Cher Ami Lecteur !
Tu as des enfants ?
Moi, j'en ai. Cinq.
Sur ces cinq, je n'en ai pondu personnellement que trois.
Ce qui me fait deux beaux-enfants et trois enfants assez beaux aussi.
Sache, Ami Lecteur, si l'expérience ne te l'a pas déjà appris, qu'à la naissance de son premier, on ne devient pas parent de façon monolithique.
On devient d'abord parent de nourrisson, aux cernes marquées, aux sourires extatiques, aux conversations approfondies et passionnées sur la meilleure marque de tétine ou la technologie avancée des couches culottes.
C'est le palier 1, une période durant laquelle on a tendance à saouler tout le monde avec un seul et unique sujet : le fruit de ses entrailles, la chair de sa chair, son petit si beau, si intelligent, si précoce et si envahissant !
Puis l'enfant entre en collectivité : chez la nounou, à la crèche ou, plus tardivement à l'école maternelle.
C'est le palier 2. On affronte le regard des professionnels, en craignant d'être trop hâtivement jugé comme mauvais parent.
Mon enfant pleure lorsque je le dépose, je prends du temps pour le consoler : mauvais parent qui n'arrive pas à se détacher de son gosse alors que, c'est bien connu, il va cesser de couiner aussitôt son géniteur disparu.
Mon enfant pleure lorsque je le dépose, je m'empresse de le confier au responsable pour ne pas faire durer le supplice : mauvais parent qui se débarrasse du problème au lieu de prendre le temps d'expliquer au morveux la bonne journée qu'il va passer là.
Ce stade dure jusqu'à ce qu'on finisse pas comprendre que, quoiqu'on fasse, on peut tout penser de vous : l'important étant de suivre son bon sens et d'être logique avec soi-même !
Ensuite, le marmot entre au CP et on devient parent d'élève d'école élémentaire. C'est le palier 3.
On apprend à parler aux enseignants en essayant de ne pas les froisser tout en avançant ses pions pour que son cher ange soit le mieux compris possible par la maîtresse qui passe tant de temps avec lui.
On gère les premières réussites, les premiers échecs, les premières déceptions, les histoires entre copains, les carnets de notes... et on se replonge, pour beaucoup, dans sa propre scolarité.
C'est une période où on arrive encore à être assez proche du monde scolaire, même si on a été relégué sur le trottoir à la sortie des classes (plus question de pénétrer dans l'établissement après la maternelle !).
Vient alors le palier 4, l'entrée au collège : votre enfant tout mignon tout rose se métamorphose petit à petit en ado.
Ooooh, timidement au début. Il s'essaye, se cherche un look, multiplie les potes, se constitue tant bien que mal une bande, range de moins en moins : le bord*el s'installe. Excuse-moi, Ami Lecteur : il n'y a pas d'autre mot pour désigner le grand fouillis permanent qui, non seulement envahit la chambre du Petit, mais de jour en jour grignote sur l'espace vital du reste de la famille.

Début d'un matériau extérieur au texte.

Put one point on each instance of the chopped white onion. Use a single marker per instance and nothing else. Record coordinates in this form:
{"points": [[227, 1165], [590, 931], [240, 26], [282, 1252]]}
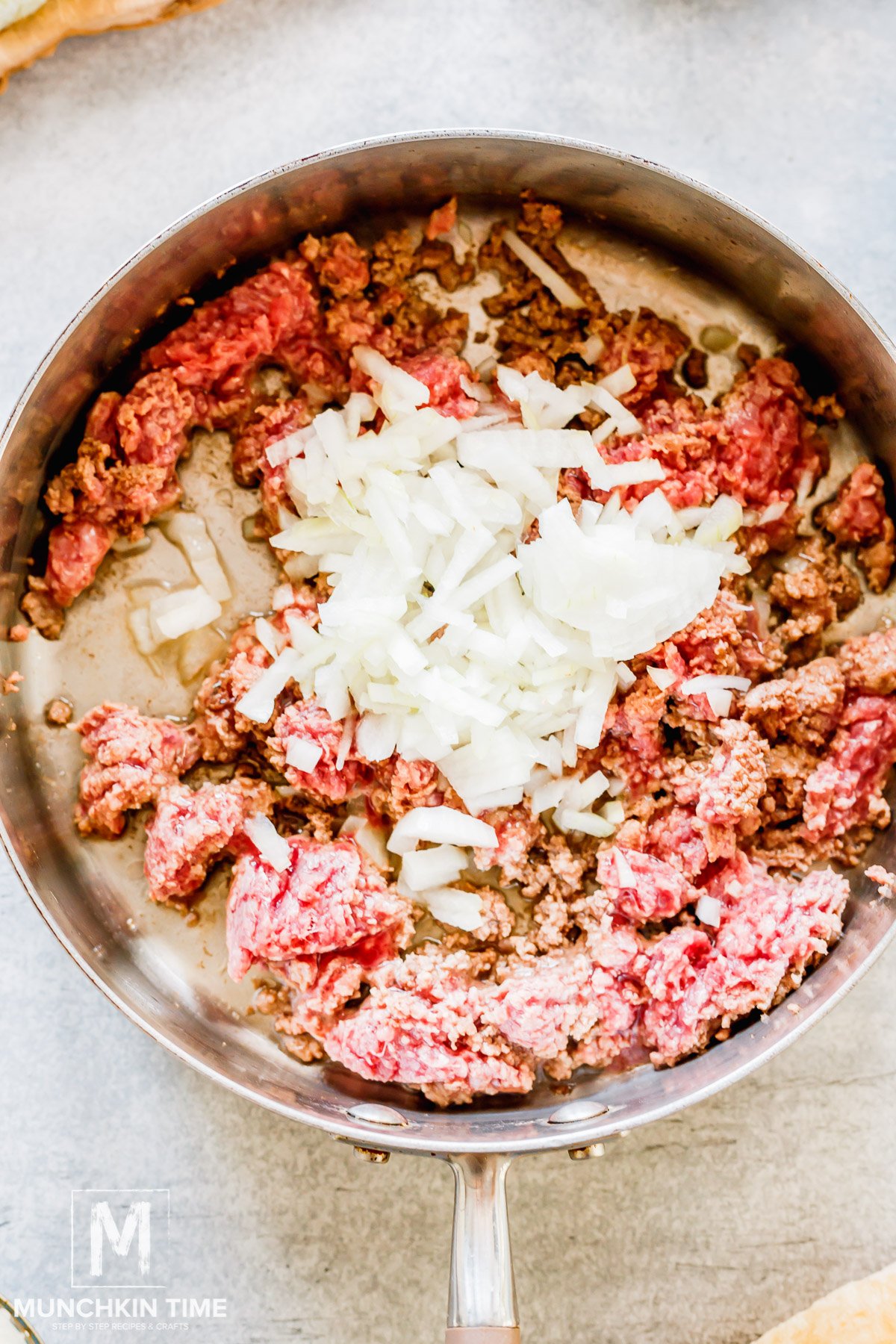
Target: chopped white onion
{"points": [[176, 613], [302, 756], [449, 636], [551, 279], [709, 912], [435, 867], [272, 846], [188, 531], [454, 907], [442, 826]]}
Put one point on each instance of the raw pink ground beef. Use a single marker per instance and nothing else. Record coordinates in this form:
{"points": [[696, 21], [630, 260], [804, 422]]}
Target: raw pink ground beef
{"points": [[132, 759], [307, 722], [193, 828], [329, 898], [594, 951]]}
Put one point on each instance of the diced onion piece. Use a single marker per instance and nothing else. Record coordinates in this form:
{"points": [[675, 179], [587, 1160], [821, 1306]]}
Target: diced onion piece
{"points": [[709, 912], [773, 512], [176, 613], [442, 826], [267, 636], [553, 280], [588, 823], [188, 531], [437, 867], [376, 735], [302, 756], [664, 678], [724, 517], [272, 847], [719, 702], [258, 702], [368, 838], [346, 742], [388, 376], [620, 382], [620, 414], [625, 873], [454, 907]]}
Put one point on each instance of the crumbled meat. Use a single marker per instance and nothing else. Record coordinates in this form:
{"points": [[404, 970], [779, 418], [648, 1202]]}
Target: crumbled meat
{"points": [[339, 264], [650, 347], [594, 954], [869, 663], [193, 828], [308, 724], [642, 887], [859, 517], [425, 1024], [517, 833], [735, 780], [131, 761], [442, 220], [222, 729], [406, 784], [845, 789], [886, 880], [58, 712], [803, 706], [444, 376], [770, 930], [328, 900]]}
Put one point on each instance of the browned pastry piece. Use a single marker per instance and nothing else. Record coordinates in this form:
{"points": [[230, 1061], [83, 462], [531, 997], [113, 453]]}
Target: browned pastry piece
{"points": [[40, 33], [862, 1312]]}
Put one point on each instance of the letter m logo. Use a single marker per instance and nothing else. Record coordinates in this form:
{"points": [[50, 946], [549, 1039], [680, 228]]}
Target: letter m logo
{"points": [[104, 1228], [120, 1238]]}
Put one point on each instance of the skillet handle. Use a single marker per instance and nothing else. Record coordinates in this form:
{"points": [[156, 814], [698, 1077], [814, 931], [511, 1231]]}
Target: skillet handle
{"points": [[481, 1292]]}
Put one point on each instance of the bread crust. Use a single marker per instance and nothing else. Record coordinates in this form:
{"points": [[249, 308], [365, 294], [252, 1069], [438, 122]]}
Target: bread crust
{"points": [[862, 1312], [40, 34]]}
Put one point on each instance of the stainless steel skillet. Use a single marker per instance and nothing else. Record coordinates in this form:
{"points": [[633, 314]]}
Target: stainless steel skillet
{"points": [[147, 964]]}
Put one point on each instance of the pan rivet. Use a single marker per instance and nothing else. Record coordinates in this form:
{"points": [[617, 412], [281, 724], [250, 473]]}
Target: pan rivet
{"points": [[376, 1115], [579, 1155], [583, 1108]]}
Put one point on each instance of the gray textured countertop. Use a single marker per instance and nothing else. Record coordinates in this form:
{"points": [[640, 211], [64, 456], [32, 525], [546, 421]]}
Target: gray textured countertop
{"points": [[704, 1229]]}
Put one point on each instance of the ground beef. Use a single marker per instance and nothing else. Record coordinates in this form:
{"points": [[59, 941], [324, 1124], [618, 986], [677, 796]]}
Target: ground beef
{"points": [[859, 517], [425, 1024], [735, 780], [402, 785], [267, 425], [652, 349], [340, 265], [770, 932], [517, 833], [869, 663], [444, 376], [847, 786], [193, 828], [595, 956], [328, 900], [308, 722], [642, 887], [131, 761], [222, 729], [803, 706]]}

Tu retrouves des grandes pompes et des chaussettes odorantes un peu partout.
Une bouteille de Perr*ier près de la télé ("Oui Maman ! J'ai fait mes devoirs !").
Et jusqu'à un paquet vide de chips à côté de ton propre lit.

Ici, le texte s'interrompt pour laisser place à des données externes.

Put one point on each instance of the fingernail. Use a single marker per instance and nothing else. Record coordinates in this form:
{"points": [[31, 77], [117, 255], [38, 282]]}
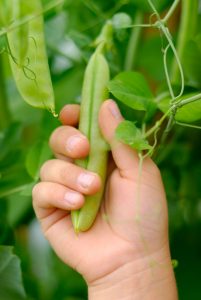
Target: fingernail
{"points": [[73, 142], [85, 180], [115, 110], [72, 198]]}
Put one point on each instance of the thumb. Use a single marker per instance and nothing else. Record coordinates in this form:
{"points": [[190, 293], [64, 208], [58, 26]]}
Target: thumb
{"points": [[125, 157]]}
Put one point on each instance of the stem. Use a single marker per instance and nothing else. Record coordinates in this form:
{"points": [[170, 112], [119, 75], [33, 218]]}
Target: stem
{"points": [[187, 101], [171, 11], [186, 32], [188, 125], [4, 110], [177, 61], [158, 123], [133, 43]]}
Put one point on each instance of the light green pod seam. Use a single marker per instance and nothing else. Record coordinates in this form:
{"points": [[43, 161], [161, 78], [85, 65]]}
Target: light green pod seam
{"points": [[94, 92]]}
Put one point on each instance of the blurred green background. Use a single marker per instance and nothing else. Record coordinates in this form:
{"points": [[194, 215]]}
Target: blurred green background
{"points": [[70, 29]]}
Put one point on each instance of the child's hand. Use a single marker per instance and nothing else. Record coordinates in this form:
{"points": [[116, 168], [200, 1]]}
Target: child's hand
{"points": [[128, 243]]}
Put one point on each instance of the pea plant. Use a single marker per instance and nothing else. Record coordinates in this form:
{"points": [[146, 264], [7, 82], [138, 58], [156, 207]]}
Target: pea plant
{"points": [[144, 54]]}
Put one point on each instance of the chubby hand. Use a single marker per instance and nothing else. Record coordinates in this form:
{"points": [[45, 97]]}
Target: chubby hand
{"points": [[131, 229]]}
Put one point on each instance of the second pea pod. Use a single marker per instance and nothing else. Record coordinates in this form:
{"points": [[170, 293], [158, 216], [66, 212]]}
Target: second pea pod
{"points": [[94, 92]]}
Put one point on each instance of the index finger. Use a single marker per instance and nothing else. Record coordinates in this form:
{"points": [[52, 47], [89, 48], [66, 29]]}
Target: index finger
{"points": [[70, 114]]}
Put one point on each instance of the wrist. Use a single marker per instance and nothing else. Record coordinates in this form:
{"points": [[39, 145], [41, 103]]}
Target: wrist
{"points": [[147, 278]]}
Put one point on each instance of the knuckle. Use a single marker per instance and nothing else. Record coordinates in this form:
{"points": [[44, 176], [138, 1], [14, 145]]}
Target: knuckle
{"points": [[45, 169]]}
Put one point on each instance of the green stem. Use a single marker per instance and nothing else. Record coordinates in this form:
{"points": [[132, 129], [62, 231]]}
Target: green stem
{"points": [[186, 32], [187, 101], [158, 124], [171, 11], [133, 43], [4, 110], [188, 125]]}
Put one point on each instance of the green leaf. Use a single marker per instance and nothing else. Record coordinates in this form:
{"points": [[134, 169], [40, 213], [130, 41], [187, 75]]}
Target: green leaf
{"points": [[132, 89], [37, 155], [144, 5], [129, 134], [188, 113], [13, 179], [192, 62], [121, 20], [11, 286]]}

A ce stade, tu peux te dire, sans l'ombre d'une hésitation que le palier 4 est indéniablement validé !
Est-ce une occasion de se réjouir ?
Sans doute, puisque chaque jour gagné est un jour de moins qui te sépare de la glorieuse période où tu pourras te dire que ton bébé est devenu, presque en un claquement de doigts, un jeune adulte.
Période bénie où il est censé se prendre en charge, laver son linge, subvenir plus ou moins à ses besoins et - éventuellement (on peut doit rêver) - te donner un coup de main à l'occasion...
Mais bon, étant donné que je n'en suis qu'au coeur du fameux palier 4, je n'ose m'aventurer à te parler des paliers suivants.
Pour ça, il faudra encore patienter quelques temps, Ami Lecteur : bien que mes beaux-enfants m'aient donné un avant-goût de la suite des événements, je ne puis encore parler en experte.